Depth of field Full frame vs Crop?

you take the less sharp 200mm cropped image *and* you enlarge it more
I think the decrease of sharpness is due to the lake of pixels (when enlarge it to a certain size) rather than the minimal difference of DOF, is it right?
 
I think the decrease of sharpness is due to the lake of pixels (when enlarge it to a certain size) rather than the minimal difference of DOF, is it right?
It depends... The reduction in sharpness due to enlargement is essentially *only* due to cropping/enlargement (reduction in COC). But the particular characteristics of what is sharp/unsharp will vary with the resolution (lens/sensor)... there's not necessarily "less resolution" for the DX/smaller image if a different camera/sensor/lens is used.
 
Last edited:
It makes my head spin.
That's because it's overly complicated and highly subjective. And I personally don't like "equivalence" because there are too many variables, you can't ever really get to exactly equivalent, and for most it's not much of a concern.

But DOF/sharpness considerations are actually pretty simple. The more critically an image is going to be viewed (enlargement/display size relative to viewing distance), the more sharpness/DOF you need.

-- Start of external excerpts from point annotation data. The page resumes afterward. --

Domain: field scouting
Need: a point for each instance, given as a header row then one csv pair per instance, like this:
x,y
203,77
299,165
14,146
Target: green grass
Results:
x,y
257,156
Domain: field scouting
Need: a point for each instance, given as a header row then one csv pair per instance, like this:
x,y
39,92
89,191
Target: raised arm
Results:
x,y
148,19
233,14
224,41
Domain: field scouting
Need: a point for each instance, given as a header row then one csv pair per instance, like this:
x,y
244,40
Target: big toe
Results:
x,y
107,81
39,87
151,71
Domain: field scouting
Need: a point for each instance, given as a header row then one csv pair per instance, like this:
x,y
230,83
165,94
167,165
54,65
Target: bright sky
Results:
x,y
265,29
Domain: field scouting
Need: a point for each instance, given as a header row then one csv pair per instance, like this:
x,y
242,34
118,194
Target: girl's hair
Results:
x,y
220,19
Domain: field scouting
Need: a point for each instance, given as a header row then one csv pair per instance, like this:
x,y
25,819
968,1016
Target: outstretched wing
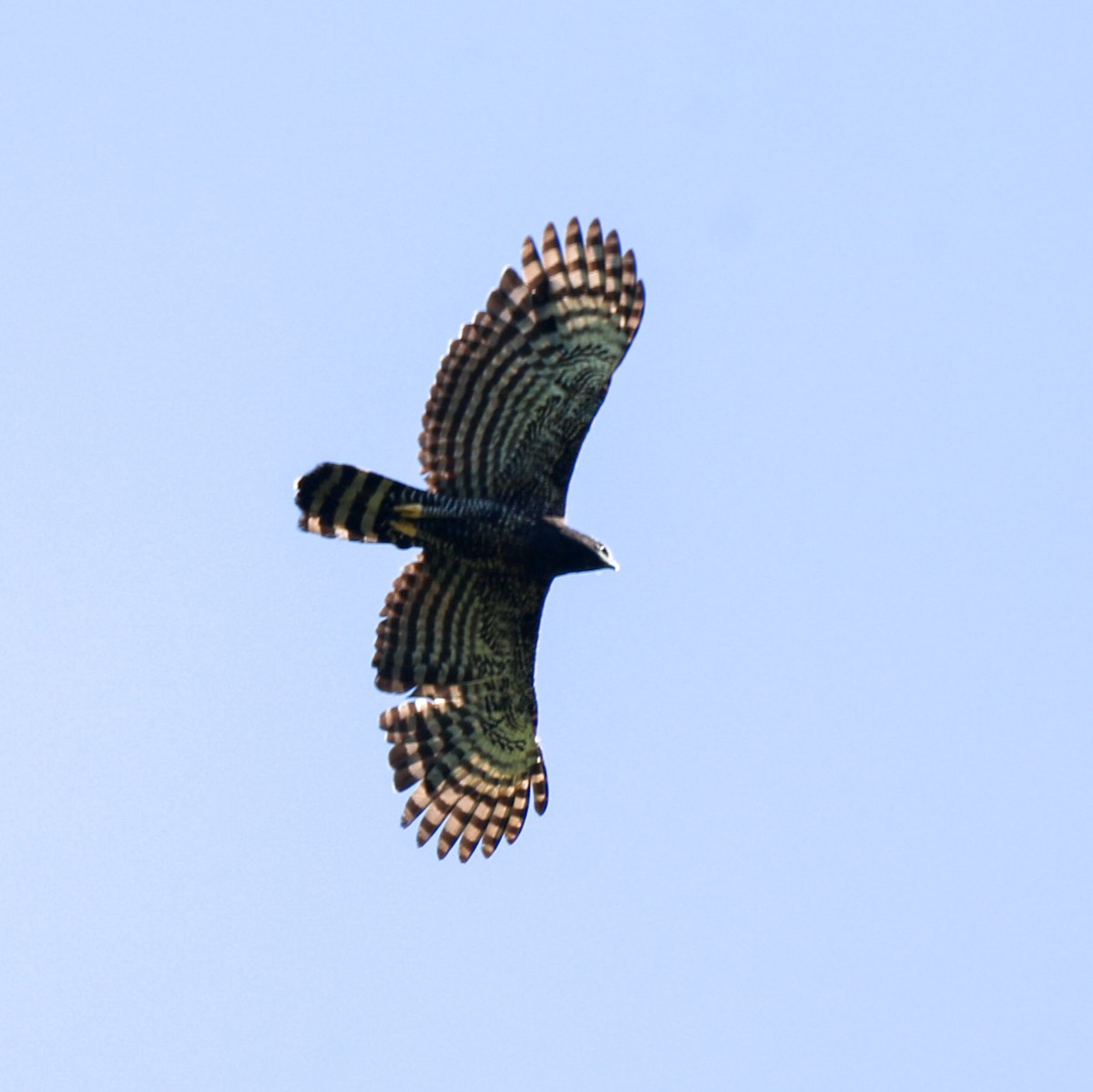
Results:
x,y
519,387
464,639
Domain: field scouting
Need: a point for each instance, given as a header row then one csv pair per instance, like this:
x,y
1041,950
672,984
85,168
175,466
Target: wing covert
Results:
x,y
464,640
519,387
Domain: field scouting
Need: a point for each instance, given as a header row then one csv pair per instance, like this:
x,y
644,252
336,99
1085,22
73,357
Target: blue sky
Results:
x,y
820,752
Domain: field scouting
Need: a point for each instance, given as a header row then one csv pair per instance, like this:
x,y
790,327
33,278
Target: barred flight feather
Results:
x,y
518,389
512,403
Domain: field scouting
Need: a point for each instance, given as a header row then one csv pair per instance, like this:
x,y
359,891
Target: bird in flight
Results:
x,y
512,403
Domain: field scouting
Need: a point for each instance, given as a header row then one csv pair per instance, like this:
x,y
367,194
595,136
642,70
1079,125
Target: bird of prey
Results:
x,y
511,407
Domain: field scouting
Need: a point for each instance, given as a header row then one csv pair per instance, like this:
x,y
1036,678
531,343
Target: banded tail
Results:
x,y
338,501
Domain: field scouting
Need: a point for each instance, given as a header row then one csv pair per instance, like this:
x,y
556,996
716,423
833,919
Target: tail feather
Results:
x,y
339,501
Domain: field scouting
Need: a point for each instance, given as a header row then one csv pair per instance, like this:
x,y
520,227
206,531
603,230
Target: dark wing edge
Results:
x,y
519,387
464,640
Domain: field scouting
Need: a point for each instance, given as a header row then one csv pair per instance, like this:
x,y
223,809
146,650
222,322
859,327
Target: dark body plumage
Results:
x,y
512,404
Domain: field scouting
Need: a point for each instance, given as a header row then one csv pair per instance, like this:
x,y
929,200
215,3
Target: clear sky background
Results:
x,y
820,753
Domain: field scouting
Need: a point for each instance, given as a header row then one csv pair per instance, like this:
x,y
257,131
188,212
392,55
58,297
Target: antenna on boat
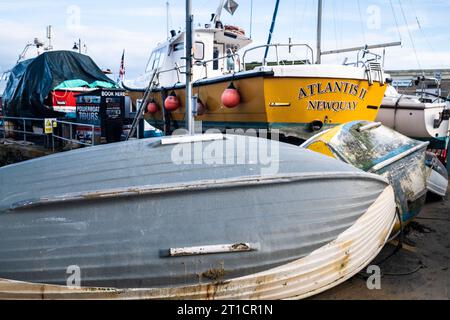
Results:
x,y
167,19
188,48
272,27
216,16
319,32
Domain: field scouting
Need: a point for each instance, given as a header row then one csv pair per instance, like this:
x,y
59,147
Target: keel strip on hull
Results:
x,y
315,273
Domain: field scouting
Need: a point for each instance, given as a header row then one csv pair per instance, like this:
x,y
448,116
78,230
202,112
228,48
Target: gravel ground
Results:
x,y
419,271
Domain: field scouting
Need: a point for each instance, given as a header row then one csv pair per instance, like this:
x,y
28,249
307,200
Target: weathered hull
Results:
x,y
123,221
269,102
377,149
320,270
437,181
415,120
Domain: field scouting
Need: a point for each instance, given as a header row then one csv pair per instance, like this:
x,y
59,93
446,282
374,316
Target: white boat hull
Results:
x,y
415,120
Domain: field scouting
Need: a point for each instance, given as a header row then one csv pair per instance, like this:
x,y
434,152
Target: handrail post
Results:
x,y
70,132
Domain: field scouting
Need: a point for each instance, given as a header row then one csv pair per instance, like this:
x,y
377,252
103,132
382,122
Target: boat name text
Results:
x,y
335,106
332,87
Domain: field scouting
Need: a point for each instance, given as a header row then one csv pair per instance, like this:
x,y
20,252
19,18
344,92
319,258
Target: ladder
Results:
x,y
140,112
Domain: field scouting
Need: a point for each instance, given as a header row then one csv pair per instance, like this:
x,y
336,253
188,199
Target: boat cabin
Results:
x,y
215,54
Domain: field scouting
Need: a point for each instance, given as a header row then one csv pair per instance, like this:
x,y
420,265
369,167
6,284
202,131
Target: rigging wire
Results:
x,y
251,18
363,29
420,27
396,20
335,27
411,36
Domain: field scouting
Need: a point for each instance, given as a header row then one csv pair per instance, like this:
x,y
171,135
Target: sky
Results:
x,y
136,26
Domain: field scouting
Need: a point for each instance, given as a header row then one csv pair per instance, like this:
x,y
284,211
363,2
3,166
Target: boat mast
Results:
x,y
272,27
188,48
167,19
319,32
218,13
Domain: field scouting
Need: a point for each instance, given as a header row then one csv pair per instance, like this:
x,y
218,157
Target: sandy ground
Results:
x,y
419,271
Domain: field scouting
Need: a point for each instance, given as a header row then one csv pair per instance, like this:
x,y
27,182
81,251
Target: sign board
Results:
x,y
438,76
402,83
49,124
230,6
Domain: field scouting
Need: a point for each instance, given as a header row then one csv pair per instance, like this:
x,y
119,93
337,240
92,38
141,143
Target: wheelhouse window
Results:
x,y
156,59
216,57
178,46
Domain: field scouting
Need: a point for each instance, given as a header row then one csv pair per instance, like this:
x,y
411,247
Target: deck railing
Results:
x,y
63,133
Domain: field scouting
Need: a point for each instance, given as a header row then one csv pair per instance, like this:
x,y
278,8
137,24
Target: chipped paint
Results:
x,y
313,274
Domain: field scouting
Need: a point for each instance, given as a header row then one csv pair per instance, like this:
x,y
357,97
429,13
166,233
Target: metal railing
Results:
x,y
277,54
85,140
20,125
22,128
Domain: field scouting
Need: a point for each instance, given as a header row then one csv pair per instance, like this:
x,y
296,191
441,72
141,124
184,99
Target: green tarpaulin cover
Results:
x,y
31,81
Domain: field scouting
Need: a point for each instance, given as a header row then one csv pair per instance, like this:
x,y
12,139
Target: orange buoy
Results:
x,y
172,103
231,97
201,109
152,107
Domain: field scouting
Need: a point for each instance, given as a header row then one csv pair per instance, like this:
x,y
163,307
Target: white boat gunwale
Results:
x,y
191,186
348,254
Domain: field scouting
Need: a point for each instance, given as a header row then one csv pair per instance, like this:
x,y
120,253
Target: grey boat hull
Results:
x,y
123,225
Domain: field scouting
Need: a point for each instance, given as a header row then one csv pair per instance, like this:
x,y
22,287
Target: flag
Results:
x,y
231,6
122,67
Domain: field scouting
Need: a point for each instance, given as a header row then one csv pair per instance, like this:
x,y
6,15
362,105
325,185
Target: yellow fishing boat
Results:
x,y
297,97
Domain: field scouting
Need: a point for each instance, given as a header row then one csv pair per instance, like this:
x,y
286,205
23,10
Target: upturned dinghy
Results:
x,y
437,181
375,148
410,116
139,223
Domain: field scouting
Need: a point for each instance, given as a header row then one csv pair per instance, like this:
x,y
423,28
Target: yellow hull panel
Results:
x,y
289,104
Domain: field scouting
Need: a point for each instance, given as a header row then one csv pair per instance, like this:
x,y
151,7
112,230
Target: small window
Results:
x,y
215,57
178,46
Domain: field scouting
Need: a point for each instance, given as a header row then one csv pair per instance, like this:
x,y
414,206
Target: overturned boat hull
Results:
x,y
415,119
378,149
138,226
296,101
437,181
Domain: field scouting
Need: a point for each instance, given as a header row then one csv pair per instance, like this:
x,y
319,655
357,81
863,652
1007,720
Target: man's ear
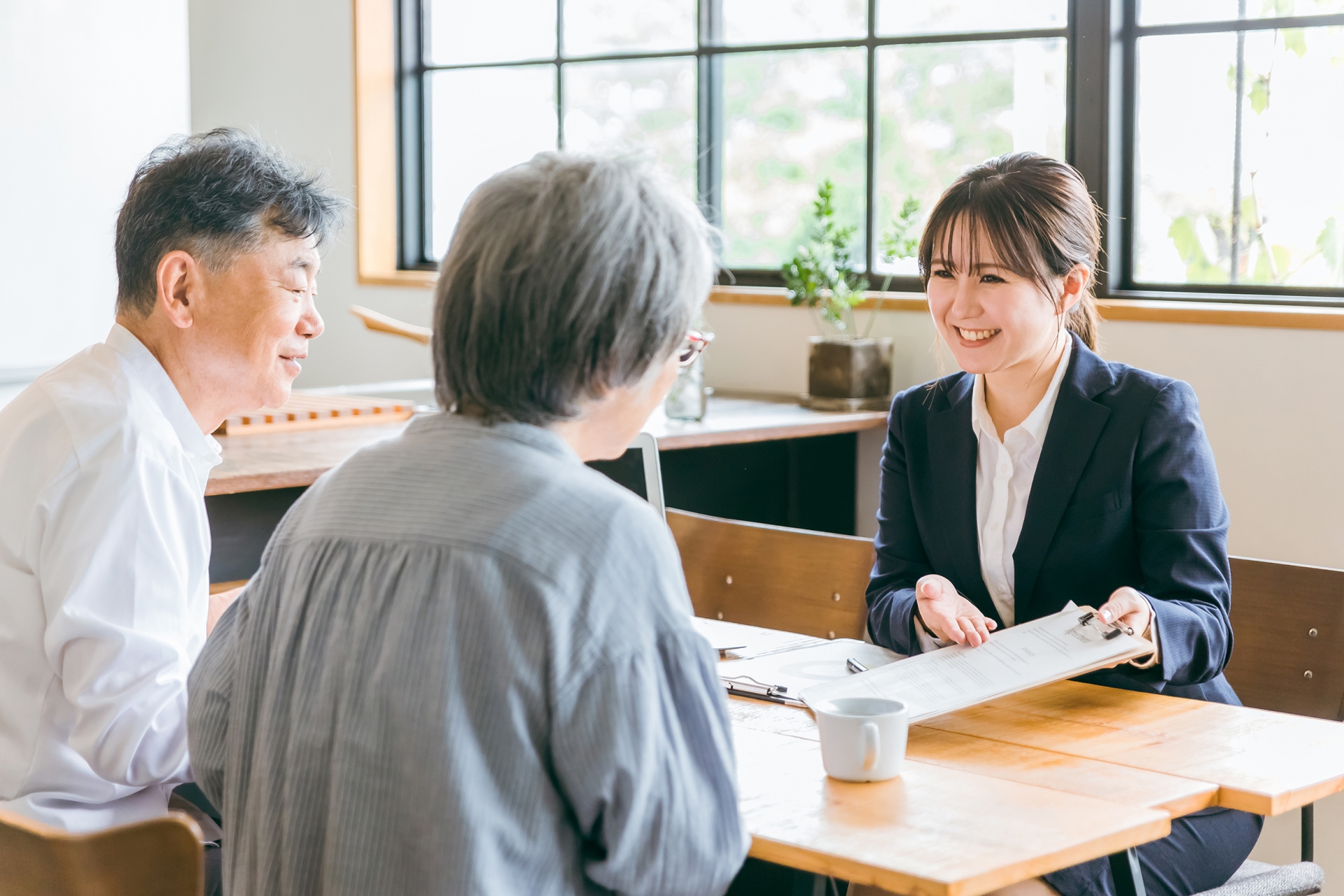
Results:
x,y
179,281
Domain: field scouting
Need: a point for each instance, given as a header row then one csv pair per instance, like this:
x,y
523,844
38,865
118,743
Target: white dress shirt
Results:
x,y
1004,473
104,584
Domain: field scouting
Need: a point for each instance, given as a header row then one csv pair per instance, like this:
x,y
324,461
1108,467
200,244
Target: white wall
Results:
x,y
88,88
284,69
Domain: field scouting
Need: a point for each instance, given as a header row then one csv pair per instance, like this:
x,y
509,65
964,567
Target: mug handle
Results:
x,y
870,746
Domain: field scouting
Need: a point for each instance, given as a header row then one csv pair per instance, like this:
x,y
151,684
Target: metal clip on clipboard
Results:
x,y
745,687
1109,629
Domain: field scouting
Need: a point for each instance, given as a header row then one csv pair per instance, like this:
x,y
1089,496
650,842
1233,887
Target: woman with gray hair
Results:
x,y
467,663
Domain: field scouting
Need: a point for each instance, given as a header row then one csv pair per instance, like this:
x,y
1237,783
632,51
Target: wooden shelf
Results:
x,y
288,460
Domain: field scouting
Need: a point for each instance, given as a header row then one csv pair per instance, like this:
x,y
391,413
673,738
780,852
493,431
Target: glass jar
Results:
x,y
689,399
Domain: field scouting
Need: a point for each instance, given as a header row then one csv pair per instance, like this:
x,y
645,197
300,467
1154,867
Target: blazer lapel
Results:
x,y
1074,429
952,461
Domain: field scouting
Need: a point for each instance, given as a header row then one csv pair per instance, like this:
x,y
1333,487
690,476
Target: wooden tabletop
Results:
x,y
286,460
1022,785
1261,762
934,830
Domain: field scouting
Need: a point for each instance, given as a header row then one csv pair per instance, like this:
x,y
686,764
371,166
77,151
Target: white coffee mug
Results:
x,y
863,738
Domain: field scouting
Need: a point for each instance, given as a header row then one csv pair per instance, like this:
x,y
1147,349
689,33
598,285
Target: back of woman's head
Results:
x,y
1037,216
566,276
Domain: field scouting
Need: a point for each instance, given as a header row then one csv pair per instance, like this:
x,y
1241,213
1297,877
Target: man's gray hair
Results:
x,y
566,276
214,195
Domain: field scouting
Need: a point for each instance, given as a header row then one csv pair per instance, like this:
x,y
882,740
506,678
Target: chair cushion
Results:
x,y
1261,879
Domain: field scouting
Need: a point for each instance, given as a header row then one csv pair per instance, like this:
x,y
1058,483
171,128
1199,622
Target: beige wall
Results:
x,y
284,69
88,88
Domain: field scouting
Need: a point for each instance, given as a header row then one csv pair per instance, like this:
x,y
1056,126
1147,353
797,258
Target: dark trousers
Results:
x,y
1202,852
214,881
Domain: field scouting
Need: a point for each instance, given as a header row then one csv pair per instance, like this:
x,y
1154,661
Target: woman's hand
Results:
x,y
1128,608
948,615
218,603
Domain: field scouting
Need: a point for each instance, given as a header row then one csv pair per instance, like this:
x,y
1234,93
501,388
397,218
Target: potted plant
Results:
x,y
846,371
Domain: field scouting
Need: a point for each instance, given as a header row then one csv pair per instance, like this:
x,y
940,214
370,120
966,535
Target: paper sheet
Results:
x,y
1025,656
793,671
742,641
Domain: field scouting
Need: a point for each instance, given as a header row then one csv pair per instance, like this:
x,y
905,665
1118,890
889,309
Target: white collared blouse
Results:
x,y
1006,470
104,584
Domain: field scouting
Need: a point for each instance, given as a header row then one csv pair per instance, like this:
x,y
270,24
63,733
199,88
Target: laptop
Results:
x,y
638,470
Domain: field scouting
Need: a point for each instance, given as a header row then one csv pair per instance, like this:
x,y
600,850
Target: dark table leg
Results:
x,y
1124,869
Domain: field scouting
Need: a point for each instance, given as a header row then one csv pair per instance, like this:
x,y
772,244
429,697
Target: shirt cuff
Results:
x,y
927,644
1156,656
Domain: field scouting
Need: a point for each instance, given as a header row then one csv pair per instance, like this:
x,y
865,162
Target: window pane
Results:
x,y
952,16
942,108
1291,229
594,27
496,31
1159,13
482,121
793,20
790,120
643,105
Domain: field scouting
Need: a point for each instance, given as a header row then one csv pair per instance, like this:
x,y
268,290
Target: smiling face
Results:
x,y
993,318
252,323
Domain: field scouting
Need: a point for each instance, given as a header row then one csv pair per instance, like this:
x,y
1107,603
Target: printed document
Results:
x,y
1054,648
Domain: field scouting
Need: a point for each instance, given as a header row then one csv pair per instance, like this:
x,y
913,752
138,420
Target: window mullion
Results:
x,y
710,112
872,149
559,74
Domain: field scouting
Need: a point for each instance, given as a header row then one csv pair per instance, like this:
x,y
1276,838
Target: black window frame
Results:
x,y
1102,38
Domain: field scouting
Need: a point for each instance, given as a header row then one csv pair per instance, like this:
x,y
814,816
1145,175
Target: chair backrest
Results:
x,y
1288,621
774,578
156,858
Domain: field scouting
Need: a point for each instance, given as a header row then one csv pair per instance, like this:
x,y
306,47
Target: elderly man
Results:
x,y
467,664
104,539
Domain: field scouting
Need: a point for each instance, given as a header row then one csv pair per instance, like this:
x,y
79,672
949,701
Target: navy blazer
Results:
x,y
1126,493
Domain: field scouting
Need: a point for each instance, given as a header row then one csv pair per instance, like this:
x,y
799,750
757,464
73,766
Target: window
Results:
x,y
1237,144
1215,153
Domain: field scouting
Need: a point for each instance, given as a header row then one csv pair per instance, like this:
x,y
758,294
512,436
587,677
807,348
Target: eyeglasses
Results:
x,y
691,348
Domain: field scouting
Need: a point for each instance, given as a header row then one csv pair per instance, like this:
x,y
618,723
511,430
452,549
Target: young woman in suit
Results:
x,y
1044,475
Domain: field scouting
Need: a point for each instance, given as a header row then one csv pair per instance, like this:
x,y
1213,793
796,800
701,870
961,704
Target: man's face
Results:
x,y
254,320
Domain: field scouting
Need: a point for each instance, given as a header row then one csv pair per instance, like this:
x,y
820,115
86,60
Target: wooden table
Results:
x,y
286,460
1023,785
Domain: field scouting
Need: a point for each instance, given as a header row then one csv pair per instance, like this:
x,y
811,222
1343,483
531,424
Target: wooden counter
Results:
x,y
258,463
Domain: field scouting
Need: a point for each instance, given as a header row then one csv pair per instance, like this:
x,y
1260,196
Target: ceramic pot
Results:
x,y
848,370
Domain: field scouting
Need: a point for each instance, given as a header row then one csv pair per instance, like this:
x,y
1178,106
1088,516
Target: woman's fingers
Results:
x,y
1126,608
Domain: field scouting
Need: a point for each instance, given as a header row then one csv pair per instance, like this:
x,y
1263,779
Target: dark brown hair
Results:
x,y
1038,218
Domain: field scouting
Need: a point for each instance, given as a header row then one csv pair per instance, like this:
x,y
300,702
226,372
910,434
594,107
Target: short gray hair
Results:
x,y
566,276
216,195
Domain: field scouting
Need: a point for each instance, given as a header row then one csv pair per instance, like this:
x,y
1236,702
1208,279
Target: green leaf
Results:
x,y
1187,244
1260,94
1331,242
1294,39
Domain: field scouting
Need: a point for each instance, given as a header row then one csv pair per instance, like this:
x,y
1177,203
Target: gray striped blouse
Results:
x,y
467,666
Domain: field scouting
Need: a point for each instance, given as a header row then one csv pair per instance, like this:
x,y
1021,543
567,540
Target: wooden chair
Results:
x,y
1288,621
156,858
774,578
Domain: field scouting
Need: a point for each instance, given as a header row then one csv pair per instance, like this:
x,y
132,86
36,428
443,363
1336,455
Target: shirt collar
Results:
x,y
155,379
1038,421
536,437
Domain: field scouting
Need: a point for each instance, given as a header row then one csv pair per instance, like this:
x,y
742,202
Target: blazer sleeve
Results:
x,y
1180,527
901,558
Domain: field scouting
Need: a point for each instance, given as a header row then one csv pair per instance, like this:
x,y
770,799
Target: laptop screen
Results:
x,y
626,470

Digital makes it a bit more confusing because we tend to think of "image size" in terms of megapixels... but in relation to DOF, megapixels are irrelevant. However, image resolution (megapixels/sensor/lens) is not irrelevant in terms of the specific characteristics of the resulting image w/ a given DOF.
 
It's worth bearing in mind that when it comes to depth of field (the limit of acceptable sharpness, according to the DoF standard) you don't need many pixels at all - just over 1m, 1270 x 847 = 1.08m to be precise. That does not mean to say anything over this is worthless, not at all and of course it's not that simple, but it's certainly true that when you get over say 10m, you'll be hard pressed to see any improvement without both big enlargements and close viewing.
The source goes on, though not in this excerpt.